In supervised learning, machines learn from labelled examples. In Computer Vision, the machine is taught to identify everyday objects like chairs, table, and pillars in a room, or cars, pedestrians, and pavement on the road. The training data set needs the “ideal answer”, also known as “ground truth”, to be associated with each training sample, for the machine to build a feedback loop and improve its answers. Associating the ground truth with the data is called labelling, and relies on human specialists. This is called human judgement. This concept also applies to other types of data. For Natural Language Processing, machines need to be taught the difference between “That chicken burger was so bad” and “I want a chicken burger so bad”. Though both sentences share several words, they mean totally different things. Hence machines need to be trained on a large volume of meticulously labelled data. This is where humans step in to parent the machine-learning model.

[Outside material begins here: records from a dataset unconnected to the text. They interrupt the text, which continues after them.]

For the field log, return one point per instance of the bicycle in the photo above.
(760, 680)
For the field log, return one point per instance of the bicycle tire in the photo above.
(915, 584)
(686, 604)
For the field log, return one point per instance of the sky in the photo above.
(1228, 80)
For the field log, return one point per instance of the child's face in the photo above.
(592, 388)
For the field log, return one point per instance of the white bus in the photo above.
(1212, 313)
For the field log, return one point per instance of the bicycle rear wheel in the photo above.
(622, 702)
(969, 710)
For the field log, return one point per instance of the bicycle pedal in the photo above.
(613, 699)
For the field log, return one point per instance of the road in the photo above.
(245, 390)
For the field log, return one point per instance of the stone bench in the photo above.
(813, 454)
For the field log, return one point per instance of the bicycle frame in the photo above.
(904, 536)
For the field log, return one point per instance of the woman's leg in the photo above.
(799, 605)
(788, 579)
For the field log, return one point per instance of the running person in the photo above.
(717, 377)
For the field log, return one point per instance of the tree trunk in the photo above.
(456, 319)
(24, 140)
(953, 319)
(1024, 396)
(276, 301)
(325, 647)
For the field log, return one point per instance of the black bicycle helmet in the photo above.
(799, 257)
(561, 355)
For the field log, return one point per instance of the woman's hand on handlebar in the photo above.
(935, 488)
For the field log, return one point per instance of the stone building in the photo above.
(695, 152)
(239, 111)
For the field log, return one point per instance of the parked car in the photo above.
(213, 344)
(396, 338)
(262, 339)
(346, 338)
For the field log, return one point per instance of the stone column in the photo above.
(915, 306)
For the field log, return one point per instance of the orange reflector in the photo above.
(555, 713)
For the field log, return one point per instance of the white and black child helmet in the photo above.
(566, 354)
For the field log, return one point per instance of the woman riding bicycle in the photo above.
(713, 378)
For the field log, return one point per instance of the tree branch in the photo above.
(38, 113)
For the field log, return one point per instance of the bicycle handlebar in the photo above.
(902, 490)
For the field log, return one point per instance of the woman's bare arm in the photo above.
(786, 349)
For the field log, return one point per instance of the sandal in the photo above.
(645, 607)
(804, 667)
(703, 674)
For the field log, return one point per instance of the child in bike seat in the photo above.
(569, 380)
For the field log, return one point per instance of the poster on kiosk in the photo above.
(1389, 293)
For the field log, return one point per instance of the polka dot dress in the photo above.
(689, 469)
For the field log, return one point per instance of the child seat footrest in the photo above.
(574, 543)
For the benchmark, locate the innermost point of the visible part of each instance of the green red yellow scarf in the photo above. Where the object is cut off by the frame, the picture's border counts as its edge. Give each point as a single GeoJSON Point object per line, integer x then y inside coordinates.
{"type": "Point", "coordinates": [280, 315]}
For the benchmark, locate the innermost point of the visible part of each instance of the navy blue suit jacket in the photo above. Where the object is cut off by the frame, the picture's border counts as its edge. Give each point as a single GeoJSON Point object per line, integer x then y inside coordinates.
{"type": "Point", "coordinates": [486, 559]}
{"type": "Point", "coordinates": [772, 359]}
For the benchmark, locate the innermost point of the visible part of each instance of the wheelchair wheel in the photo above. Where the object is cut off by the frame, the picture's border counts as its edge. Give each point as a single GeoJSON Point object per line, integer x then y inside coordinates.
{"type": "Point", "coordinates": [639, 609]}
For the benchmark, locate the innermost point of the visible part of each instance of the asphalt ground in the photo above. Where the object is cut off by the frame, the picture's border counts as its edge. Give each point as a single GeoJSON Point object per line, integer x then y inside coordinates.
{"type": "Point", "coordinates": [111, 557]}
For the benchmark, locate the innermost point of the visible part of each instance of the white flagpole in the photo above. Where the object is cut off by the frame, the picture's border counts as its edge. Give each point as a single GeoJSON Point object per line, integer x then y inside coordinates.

To a machine, an image is simply a series of pixels. But labelled images show machines that certain collection of pixels are certain semantic objects (like a lamppost or a truck). The images are labelled by data experts or “Humans in the Loop”. Labelling experts perform semantic segmentation on hundreds of street images every day. They label the elements in the images into predetermined classes of objects, ultimately dividing the image into semantically meaningful parts. Similarly, in NLP, humans in the loop perform named entity recognition, sentiment analysis, speech to text validation to help bolster the machine learning.
Without human judgment, such data is opaque and cannot be used to train machine-learning algorithms. Likewise, humans also audit the results of an algorithm, to ensure it isn’t going off-track. Human nuance combines with machine scale to create a machine learning solution. The reliance on humans is a lesser-known aspect of machine learning and can come as a surprise to new practitioners.
Data labelling is an increasingly specialised service. In the past, machine learning efforts relied on the data scientists or some interns, to perform the labelling. Today, companies must plan for scalable and secure data pipelines where they can ensure consistent and high-quality labels for millions of data points. Scientists must be able to iterate rapidly on training experiments and add or remove features which help them get better results. More and more nuanced categories of data need to be labelled. Diversity in the labelling workforce can also help create a more rounded input data set in very subjective scenarios.
To successfully choose, pilot and implement machine learning within your company, you have to ask some key questions before you deploy a highly paid Machine Learning team. First, where is the data? Do you have proprietary data or are you going to use public datasets? Will your choice create enough accuracy and differentiation in the problem you set out to solve? Next, how will you pilot and scale your data labelling and auditing efforts? Do you have a reliable vendor who can grow with your needs? Today’s algorithms can deliver increasingly higher accuracy if trained on larger and larger data sets. Do you have the necessary budget set aside to handle data labelling at scale, including version management and tool integration? Do you require domain expertise or can you work with labellers who are trained using instructions from you? What’s the change management? Larger companies are now defining data pipeline managers whose role is to consolidate and streamline external data labelling efforts for various data teams within the organisation. This is a sign that the discipline is being addressed with the seriousness it requires. Make friends with your training data. It will repay you in spades.